Evolution of mass transport between the eye and eyewall of Hurricane Guillermo (1997)

Several theoretical, numerical, and observational studies have suggested that coherent mesovortices along the eye-eyewall interface can play a significant role in modulating the azimuthal distribution of eyewall convection as well as overall hurricane intensity. In particular, enhanced ascent can occur in those regions where mesovortex-induced outflow converges with the low-level inflow. Furthermore, the export of any high entropy air from the low-level eye into the (relatively) low entropy eyewall can generate transient, buoyant, convective-scale updrafts. Some recent studies have argued that such entropy injections can produce “super-intense” systems (in terms of their steady-state maximum potential intensity). In contrast, other studies have argued that such injections play a minimal role in determining the maximum intensity.

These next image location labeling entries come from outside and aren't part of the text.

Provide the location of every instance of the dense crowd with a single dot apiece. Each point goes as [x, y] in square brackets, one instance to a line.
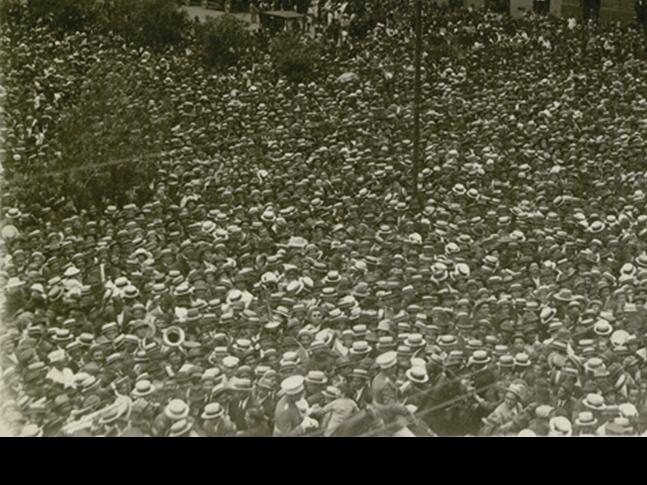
[281, 281]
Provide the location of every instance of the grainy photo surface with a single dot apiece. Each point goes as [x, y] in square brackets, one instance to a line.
[323, 218]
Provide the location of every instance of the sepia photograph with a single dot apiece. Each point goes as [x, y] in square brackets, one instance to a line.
[323, 218]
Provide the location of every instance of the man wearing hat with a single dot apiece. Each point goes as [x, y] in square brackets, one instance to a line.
[215, 422]
[505, 418]
[290, 417]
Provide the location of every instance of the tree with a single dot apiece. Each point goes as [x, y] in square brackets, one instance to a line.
[296, 58]
[223, 42]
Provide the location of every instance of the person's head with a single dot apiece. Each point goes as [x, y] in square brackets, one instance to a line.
[511, 399]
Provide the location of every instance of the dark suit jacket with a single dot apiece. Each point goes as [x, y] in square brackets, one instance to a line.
[237, 409]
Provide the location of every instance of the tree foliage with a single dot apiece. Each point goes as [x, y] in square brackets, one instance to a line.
[223, 42]
[297, 58]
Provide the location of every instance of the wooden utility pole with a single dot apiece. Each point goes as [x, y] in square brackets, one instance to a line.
[416, 102]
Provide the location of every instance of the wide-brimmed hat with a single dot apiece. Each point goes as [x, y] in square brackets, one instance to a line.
[594, 402]
[586, 418]
[417, 375]
[479, 357]
[143, 388]
[176, 409]
[181, 427]
[316, 377]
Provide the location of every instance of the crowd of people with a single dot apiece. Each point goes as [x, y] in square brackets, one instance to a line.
[282, 281]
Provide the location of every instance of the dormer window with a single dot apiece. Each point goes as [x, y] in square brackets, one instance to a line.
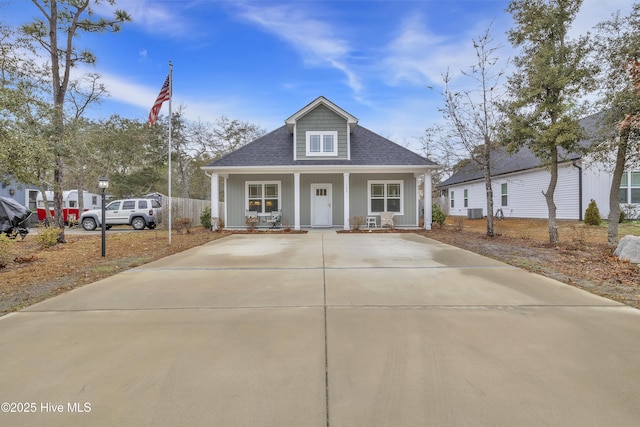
[322, 143]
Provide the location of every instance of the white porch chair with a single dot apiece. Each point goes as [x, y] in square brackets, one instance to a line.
[386, 219]
[371, 222]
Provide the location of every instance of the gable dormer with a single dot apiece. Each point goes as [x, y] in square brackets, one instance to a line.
[321, 130]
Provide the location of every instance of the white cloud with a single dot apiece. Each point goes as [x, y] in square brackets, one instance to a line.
[312, 38]
[153, 16]
[419, 57]
[594, 11]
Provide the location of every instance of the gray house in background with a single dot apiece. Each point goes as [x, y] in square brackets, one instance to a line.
[320, 170]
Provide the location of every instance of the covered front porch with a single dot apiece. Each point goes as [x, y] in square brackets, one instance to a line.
[322, 199]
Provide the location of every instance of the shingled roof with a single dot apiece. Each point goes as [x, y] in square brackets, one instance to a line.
[276, 149]
[504, 163]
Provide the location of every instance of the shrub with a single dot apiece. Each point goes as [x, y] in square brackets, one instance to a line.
[205, 218]
[592, 215]
[47, 237]
[437, 215]
[251, 222]
[217, 223]
[6, 250]
[357, 222]
[182, 224]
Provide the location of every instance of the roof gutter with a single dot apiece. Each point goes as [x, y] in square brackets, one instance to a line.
[577, 166]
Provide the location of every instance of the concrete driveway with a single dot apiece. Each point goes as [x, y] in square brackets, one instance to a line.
[322, 329]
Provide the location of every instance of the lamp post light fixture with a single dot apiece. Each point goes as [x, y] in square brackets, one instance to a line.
[103, 183]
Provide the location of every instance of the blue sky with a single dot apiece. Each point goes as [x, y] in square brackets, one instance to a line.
[262, 61]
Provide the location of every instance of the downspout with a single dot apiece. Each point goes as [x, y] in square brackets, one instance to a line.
[575, 165]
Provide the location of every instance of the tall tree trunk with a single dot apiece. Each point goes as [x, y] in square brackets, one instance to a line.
[551, 205]
[614, 192]
[488, 185]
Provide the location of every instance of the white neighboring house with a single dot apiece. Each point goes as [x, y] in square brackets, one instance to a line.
[518, 183]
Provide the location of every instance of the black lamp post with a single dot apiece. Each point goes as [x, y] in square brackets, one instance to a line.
[104, 184]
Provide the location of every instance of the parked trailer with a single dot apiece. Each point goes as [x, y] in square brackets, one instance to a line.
[70, 205]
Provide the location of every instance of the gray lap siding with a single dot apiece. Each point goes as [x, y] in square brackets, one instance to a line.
[235, 196]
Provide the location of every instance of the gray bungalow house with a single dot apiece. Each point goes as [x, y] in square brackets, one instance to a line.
[320, 170]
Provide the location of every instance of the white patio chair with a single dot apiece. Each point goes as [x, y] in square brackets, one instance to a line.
[386, 219]
[371, 222]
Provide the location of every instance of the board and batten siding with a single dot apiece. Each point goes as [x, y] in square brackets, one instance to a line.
[524, 193]
[321, 119]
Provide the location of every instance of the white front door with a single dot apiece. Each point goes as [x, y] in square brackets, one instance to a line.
[321, 202]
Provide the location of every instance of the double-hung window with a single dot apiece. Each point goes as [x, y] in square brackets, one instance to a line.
[504, 194]
[630, 188]
[385, 196]
[322, 143]
[263, 197]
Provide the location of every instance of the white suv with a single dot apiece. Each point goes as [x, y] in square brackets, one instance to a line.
[139, 213]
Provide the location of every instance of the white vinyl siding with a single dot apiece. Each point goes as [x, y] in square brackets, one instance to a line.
[525, 194]
[504, 196]
[630, 188]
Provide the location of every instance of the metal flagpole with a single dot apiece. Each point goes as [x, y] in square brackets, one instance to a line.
[170, 96]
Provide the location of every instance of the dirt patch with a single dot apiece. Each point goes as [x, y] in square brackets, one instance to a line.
[39, 274]
[582, 258]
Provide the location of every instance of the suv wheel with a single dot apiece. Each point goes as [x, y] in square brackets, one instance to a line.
[89, 224]
[138, 223]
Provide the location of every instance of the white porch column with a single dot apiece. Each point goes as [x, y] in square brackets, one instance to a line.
[346, 201]
[426, 191]
[296, 201]
[215, 195]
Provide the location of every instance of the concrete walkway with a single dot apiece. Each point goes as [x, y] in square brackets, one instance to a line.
[322, 329]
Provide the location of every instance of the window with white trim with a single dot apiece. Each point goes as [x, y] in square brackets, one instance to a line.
[385, 196]
[630, 187]
[263, 197]
[322, 143]
[504, 194]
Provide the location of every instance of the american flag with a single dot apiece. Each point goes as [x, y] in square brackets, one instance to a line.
[164, 95]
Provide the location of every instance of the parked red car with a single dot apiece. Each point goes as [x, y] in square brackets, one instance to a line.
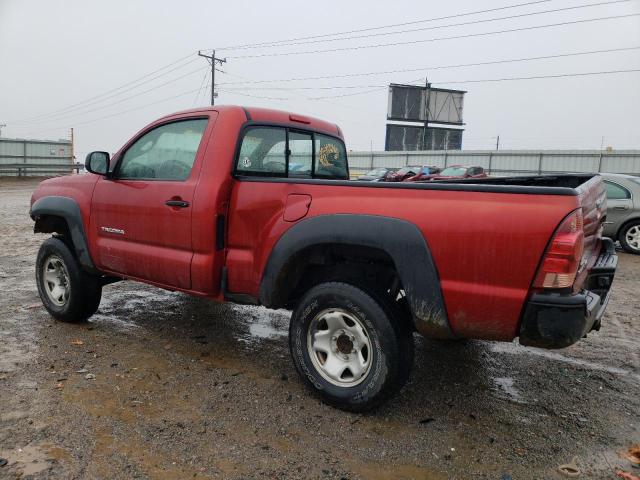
[206, 202]
[460, 171]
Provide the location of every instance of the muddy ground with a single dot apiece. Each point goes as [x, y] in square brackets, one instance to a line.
[162, 385]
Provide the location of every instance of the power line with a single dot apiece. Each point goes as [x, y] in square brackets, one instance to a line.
[472, 22]
[213, 60]
[63, 116]
[414, 22]
[137, 80]
[118, 113]
[336, 96]
[338, 87]
[487, 80]
[438, 67]
[413, 42]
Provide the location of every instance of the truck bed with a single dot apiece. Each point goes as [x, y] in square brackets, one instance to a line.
[562, 184]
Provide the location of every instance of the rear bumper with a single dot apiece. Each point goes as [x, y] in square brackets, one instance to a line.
[554, 320]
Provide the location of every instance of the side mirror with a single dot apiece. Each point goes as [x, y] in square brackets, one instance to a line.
[98, 163]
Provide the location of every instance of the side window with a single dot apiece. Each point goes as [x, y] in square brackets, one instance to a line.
[331, 158]
[165, 153]
[301, 156]
[263, 152]
[616, 192]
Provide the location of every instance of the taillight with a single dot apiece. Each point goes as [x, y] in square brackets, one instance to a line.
[562, 259]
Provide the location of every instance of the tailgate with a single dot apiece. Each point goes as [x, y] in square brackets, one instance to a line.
[593, 202]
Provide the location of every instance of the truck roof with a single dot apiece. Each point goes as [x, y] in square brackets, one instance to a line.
[259, 114]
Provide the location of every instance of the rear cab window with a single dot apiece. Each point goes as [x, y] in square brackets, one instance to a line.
[271, 151]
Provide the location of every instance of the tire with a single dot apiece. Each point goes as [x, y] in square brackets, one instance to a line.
[629, 237]
[78, 294]
[337, 328]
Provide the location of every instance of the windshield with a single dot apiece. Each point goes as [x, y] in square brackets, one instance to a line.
[453, 171]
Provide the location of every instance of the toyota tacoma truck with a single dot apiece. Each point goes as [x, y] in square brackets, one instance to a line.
[255, 206]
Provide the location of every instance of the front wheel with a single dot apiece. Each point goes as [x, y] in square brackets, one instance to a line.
[68, 293]
[352, 349]
[630, 237]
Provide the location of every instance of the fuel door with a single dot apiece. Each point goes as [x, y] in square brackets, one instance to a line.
[297, 207]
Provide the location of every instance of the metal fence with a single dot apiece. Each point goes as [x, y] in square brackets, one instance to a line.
[506, 162]
[21, 157]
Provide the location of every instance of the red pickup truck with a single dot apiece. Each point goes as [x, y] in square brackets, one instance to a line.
[255, 206]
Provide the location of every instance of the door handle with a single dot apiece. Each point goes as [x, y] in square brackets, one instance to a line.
[176, 203]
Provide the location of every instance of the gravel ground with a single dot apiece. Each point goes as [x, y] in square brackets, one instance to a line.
[162, 385]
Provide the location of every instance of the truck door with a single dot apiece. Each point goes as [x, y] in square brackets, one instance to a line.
[619, 206]
[141, 215]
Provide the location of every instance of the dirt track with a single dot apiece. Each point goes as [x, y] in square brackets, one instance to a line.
[184, 388]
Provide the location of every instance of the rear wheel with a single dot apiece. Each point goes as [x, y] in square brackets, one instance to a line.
[351, 348]
[630, 237]
[68, 293]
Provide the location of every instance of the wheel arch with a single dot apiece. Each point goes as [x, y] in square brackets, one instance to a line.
[54, 213]
[399, 241]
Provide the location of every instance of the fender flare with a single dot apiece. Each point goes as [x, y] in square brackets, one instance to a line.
[68, 209]
[400, 239]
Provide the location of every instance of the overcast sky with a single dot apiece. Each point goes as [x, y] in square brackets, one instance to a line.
[56, 54]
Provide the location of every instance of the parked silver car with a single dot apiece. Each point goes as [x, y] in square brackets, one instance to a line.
[623, 210]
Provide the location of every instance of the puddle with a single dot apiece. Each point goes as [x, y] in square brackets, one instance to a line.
[513, 349]
[505, 386]
[115, 305]
[264, 323]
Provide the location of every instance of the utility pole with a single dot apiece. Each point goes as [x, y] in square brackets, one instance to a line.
[427, 86]
[72, 153]
[212, 61]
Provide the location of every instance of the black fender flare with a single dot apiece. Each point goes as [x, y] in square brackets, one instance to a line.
[400, 239]
[68, 209]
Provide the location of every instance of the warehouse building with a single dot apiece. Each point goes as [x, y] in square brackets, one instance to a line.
[39, 158]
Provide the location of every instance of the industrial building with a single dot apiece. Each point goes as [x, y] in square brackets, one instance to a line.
[26, 157]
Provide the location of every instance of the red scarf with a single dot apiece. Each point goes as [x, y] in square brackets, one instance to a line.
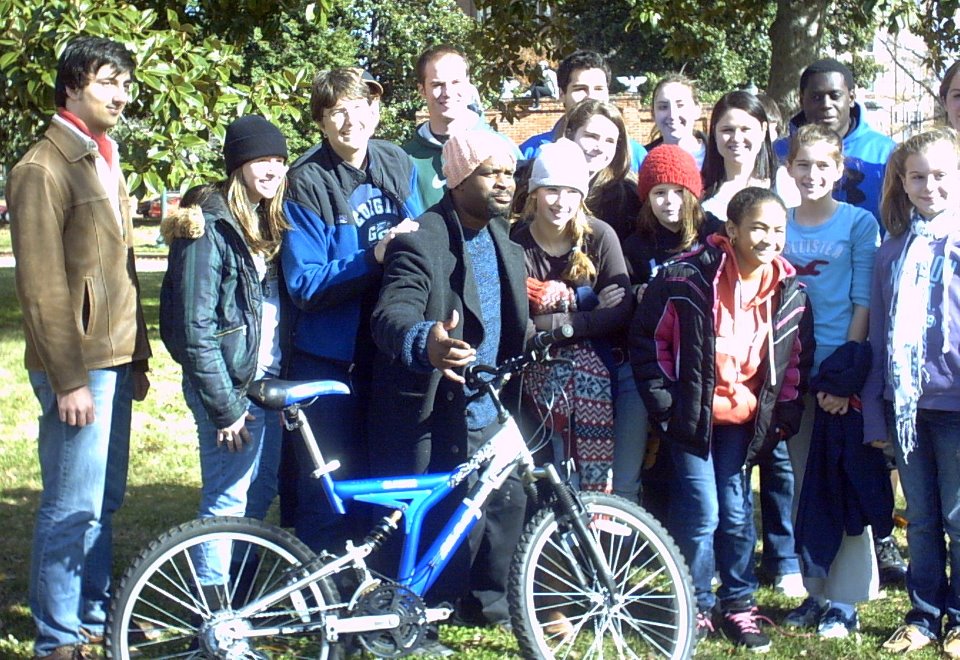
[103, 142]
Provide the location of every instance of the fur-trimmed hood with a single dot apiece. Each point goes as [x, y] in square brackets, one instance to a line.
[187, 222]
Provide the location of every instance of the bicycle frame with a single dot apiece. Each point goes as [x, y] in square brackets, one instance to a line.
[416, 495]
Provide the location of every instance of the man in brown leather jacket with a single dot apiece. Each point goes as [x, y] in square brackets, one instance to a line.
[86, 343]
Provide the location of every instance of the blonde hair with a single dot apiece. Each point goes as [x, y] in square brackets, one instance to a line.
[580, 267]
[896, 209]
[692, 218]
[263, 225]
[812, 134]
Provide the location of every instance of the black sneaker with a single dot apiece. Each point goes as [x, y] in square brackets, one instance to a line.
[892, 568]
[740, 627]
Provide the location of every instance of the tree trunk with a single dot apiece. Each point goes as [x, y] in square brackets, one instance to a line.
[795, 43]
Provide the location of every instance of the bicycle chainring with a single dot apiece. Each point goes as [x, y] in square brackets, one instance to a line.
[391, 598]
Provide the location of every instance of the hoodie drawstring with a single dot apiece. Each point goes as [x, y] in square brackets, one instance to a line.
[770, 354]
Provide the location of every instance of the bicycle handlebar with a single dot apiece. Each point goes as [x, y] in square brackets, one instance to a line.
[536, 351]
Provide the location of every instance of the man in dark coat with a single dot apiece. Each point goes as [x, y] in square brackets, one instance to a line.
[454, 293]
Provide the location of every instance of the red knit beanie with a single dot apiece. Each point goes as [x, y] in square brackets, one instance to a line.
[668, 163]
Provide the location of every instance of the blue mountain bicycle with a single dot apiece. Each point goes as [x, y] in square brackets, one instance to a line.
[594, 576]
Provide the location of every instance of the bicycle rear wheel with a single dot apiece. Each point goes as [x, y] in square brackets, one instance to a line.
[163, 609]
[560, 608]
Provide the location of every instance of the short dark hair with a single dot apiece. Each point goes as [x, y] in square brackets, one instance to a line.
[774, 116]
[82, 58]
[334, 84]
[827, 65]
[580, 59]
[714, 170]
[748, 199]
[436, 52]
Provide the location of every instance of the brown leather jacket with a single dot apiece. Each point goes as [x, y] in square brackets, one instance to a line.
[75, 273]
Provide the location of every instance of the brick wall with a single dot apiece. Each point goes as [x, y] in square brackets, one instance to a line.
[533, 122]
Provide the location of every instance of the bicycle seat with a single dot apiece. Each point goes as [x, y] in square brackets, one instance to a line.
[277, 394]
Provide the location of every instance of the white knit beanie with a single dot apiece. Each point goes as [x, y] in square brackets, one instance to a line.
[561, 164]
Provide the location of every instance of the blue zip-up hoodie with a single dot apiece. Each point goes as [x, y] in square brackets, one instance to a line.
[865, 152]
[325, 270]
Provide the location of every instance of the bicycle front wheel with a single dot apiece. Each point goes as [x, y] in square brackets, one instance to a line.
[167, 606]
[560, 607]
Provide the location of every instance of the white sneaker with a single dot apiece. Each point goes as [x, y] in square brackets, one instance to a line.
[790, 585]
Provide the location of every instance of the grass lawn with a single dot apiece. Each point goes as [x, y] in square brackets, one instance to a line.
[145, 232]
[163, 491]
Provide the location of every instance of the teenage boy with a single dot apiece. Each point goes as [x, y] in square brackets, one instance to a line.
[347, 198]
[86, 342]
[443, 79]
[584, 74]
[455, 292]
[828, 97]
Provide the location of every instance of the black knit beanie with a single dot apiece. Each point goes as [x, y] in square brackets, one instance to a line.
[251, 137]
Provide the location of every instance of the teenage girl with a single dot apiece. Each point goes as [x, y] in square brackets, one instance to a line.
[739, 153]
[670, 223]
[218, 318]
[576, 275]
[720, 346]
[676, 112]
[598, 128]
[914, 386]
[832, 245]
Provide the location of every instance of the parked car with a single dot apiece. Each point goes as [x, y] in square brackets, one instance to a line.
[152, 208]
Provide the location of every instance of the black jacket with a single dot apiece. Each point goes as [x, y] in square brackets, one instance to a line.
[673, 358]
[210, 306]
[846, 484]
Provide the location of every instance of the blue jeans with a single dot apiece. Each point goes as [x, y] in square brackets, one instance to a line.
[84, 471]
[630, 436]
[930, 477]
[711, 513]
[779, 556]
[241, 483]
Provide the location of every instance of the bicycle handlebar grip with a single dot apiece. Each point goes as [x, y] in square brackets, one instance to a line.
[544, 339]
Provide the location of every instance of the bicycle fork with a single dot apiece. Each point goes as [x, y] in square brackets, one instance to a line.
[574, 514]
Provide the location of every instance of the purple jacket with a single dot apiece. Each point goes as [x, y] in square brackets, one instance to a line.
[942, 390]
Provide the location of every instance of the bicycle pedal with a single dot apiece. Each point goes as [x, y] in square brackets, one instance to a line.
[438, 613]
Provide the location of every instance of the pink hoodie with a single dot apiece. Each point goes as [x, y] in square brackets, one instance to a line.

Using an extensive dataset consisting of 20 unique dual-Doppler wind analyses from Hurricane Guillermo (1997), we attempt to elucidate the extent, evolution, and impact of mesovortex-induced mass transport between the low-level eye and eyewall during (a) an initial period of rapid intensification and (b) a second steady-state period near maximum intensity. The mass transport between the eye and eyewall is documented through a census of forward (backward) air parcel trajectories initialized in the low-level eye (mid-level eyewall) during each Doppler analysis. A synopsis of our results and their comparison with previous numerical studies will be presented at the conference.